CAPITAL ONE       85
VISA             565
MASTERCARD      1335
AMERICAN EXPRESS  20

and for kicks, I also searched for debit card prefixes (I only search for a couple with longer IIN numbers):
Bank of Montreal   500766     245
TD CAnada Trust    589297    165

Looking for my number + my CC issuer in the same line gives me:
strings memdump.img | grep [myccnumbergoeshere] | grep [MASTERCARD] | wc -l
gives me a result of "5"

So, assuming that this holds true for others (it might not, even though the patterns are all divisible by 5), this POS terminal has hundreds, but more likely thousands of valid numbers in memory, along with names, PIN numbers and other informaiton

Finally, looking for a full magstripe in memory:

The search for a full stripe:
grep -aoE "(((%?[Bb]?)[0-9]{13,19}\^[A-Za-z\s]{0,26}\/[A-Za-z\s]{0,26}\^(1[2-9]|2[0-9])(0[1-9]|1[0-2])[0-9\s]{3,50}\?)[;\s]{1,3}([0-9]{13,19}=(1[2-9]|2[0-9])(0[1-9]|1[0-2])[0-9]{3,50}\?))" memdump.img  | wc -l
    0

where:

    -a = Processes a binary file as text
    -o = Shows only the matched text
    -E = Treats the pattern as an extended regular expression

or using this regex to find Track strings only:

((%?[Bb]?)[0-9]{13,19}\^[A-Za-z\s]{0,26}\/[A-Za-z\s]{0,26}\^(1[2-9]|2[0-9])(0[1-9]|1[0-2])[0-9\s]{3,50}\?)
gives us 0 results.

or this regex to find Track 2 strings only:

([0-9]{13,19}=(1[2-9]|2[0-9])(0[1-9]|1[0-2])[0-9]{3,50}\?)  
Gives us 162  (I'm not sure how much I trust this number)

Anyway, what this tells me is that this store isn't seeing very many folks swipe their cards, it's all CHIP+PIN (which you'd expect)

(Thanks to the folks at bromium for the original regular expressions and breakdown:http://labs.bromium.com/2014/01/13/understanding-malware-targeting-point-of-sale-systems/)

Getting system uptime (from the system itself) wraps up this simple analysis - the point of this being "how long does it take to collect this much info?"

net statistics server | find "since""
shows us that we had been up for just under 4 days.

Other ways to find uptime?
from the CLI:
systeminfo " find "Boot Time"
or, in powershell:
PS C:\> Get-WmiObject win32_operatingsystem | select csname, @{LABEL='LastBootUpTime';EXPRESSION={$_.ConverttoDateTime($_.lastbootuptime)}}
or, in wmic:
wmic get os last bootuptime
or, if you have sysinternals available, you can just run "uptime"

What does this mean for folks concerned with PCI compliance?
Today, not so much.  Lots of environments are still operating under PCI 2.0.  PCI 3.0 simply calls for education on the topic of good coding practices to combat memory scraping.  Requirement 6.5 phrases this as "Train developers in secure coding techniques, including how to avoid common coding vulnerabilities, and understanding how sensitive data is handled in memory.  Develop applications based on secure coding guidelines."

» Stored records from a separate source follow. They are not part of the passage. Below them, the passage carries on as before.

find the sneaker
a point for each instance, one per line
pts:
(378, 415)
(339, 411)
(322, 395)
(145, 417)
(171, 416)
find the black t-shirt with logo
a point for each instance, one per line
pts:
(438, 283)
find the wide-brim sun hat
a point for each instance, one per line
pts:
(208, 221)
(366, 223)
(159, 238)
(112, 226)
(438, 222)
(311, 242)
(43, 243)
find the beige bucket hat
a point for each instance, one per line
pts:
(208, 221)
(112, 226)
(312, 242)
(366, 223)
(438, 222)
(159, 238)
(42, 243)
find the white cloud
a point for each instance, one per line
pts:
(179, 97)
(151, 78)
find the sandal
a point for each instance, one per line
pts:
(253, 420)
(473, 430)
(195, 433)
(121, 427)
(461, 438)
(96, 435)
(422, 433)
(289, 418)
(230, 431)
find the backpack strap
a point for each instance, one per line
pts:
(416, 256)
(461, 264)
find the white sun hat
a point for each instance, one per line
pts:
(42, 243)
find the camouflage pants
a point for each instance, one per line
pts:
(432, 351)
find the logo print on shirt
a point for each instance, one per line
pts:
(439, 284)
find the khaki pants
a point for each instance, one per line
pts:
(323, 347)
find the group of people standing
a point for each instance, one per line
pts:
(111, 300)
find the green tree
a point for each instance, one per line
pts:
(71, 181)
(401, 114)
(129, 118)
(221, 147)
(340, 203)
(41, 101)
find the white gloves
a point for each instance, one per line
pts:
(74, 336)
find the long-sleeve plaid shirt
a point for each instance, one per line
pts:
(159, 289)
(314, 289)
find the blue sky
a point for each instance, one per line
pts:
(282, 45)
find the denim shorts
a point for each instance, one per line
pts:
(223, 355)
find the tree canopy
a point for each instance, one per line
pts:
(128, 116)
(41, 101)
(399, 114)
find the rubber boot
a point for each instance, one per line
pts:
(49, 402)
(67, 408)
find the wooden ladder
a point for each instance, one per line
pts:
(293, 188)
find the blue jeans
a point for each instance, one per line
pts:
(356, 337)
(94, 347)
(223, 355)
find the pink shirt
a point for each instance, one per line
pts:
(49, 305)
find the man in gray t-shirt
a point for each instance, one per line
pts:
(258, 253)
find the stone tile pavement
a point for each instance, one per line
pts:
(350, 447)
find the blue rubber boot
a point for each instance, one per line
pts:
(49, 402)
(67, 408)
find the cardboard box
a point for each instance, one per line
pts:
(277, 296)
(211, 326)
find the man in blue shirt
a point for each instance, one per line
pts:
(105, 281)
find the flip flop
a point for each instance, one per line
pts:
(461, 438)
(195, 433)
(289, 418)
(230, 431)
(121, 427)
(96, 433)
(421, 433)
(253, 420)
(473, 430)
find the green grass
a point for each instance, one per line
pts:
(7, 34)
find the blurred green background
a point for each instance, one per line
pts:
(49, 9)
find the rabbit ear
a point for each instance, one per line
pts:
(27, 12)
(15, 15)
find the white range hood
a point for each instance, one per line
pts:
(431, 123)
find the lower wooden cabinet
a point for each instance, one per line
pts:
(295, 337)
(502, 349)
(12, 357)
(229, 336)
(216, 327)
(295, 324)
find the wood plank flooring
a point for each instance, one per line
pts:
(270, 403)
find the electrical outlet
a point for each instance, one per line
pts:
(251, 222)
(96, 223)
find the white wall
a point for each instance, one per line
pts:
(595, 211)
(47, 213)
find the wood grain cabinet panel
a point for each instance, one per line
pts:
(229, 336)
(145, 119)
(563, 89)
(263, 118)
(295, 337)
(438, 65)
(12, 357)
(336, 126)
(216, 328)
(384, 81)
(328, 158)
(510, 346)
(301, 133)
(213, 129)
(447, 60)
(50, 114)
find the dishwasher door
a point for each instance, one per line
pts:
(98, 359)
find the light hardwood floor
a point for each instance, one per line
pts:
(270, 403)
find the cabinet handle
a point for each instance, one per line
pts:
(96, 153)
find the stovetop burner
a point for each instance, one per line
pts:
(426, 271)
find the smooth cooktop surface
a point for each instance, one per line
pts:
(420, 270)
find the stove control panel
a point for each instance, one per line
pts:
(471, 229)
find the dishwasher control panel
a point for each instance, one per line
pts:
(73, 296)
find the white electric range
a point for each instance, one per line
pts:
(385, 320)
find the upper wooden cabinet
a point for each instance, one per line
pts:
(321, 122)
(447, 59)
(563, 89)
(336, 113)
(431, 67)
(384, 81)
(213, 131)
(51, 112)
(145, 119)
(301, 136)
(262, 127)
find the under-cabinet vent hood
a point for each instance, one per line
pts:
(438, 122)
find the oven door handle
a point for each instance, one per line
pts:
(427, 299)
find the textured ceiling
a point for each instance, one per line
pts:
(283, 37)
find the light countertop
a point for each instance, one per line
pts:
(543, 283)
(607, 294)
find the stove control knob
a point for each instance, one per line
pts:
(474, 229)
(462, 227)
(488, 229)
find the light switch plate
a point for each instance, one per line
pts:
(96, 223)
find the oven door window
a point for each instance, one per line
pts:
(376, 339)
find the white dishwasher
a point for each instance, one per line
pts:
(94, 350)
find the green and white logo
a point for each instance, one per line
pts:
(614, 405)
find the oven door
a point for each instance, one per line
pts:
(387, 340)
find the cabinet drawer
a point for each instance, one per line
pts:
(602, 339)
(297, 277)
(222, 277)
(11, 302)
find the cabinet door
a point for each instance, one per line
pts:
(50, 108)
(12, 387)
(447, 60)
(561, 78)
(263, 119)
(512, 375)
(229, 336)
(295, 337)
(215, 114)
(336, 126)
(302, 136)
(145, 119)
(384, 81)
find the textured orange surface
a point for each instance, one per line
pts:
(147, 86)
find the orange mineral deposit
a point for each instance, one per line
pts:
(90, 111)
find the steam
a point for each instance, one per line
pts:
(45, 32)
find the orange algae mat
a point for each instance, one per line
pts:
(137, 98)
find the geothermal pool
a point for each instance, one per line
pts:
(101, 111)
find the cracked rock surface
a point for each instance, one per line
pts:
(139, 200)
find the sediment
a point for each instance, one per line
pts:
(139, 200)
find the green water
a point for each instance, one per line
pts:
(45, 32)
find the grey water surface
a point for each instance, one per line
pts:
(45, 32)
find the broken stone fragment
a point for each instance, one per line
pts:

Personally (and this is just my opinion), I would expect/hope that the next version of PCI will call out encryption of card and personal information in memory specifically as a requirement.  If things play out that way, What this will mean to the industry is that either:
a/ folks will need to move to card readers that encrypt before the information is on the POS terminal
or
b/ if they are using this info to collect sales / demographic information, they might instead tokenize the CC data for the database, and scrub it from memory immediately after.  All  I can say to that approach is "good luck".  Memory management is usually abstracted from the programming language, so I'm not sure how successful you'd be in trying to scrub artifacts of this type from memory.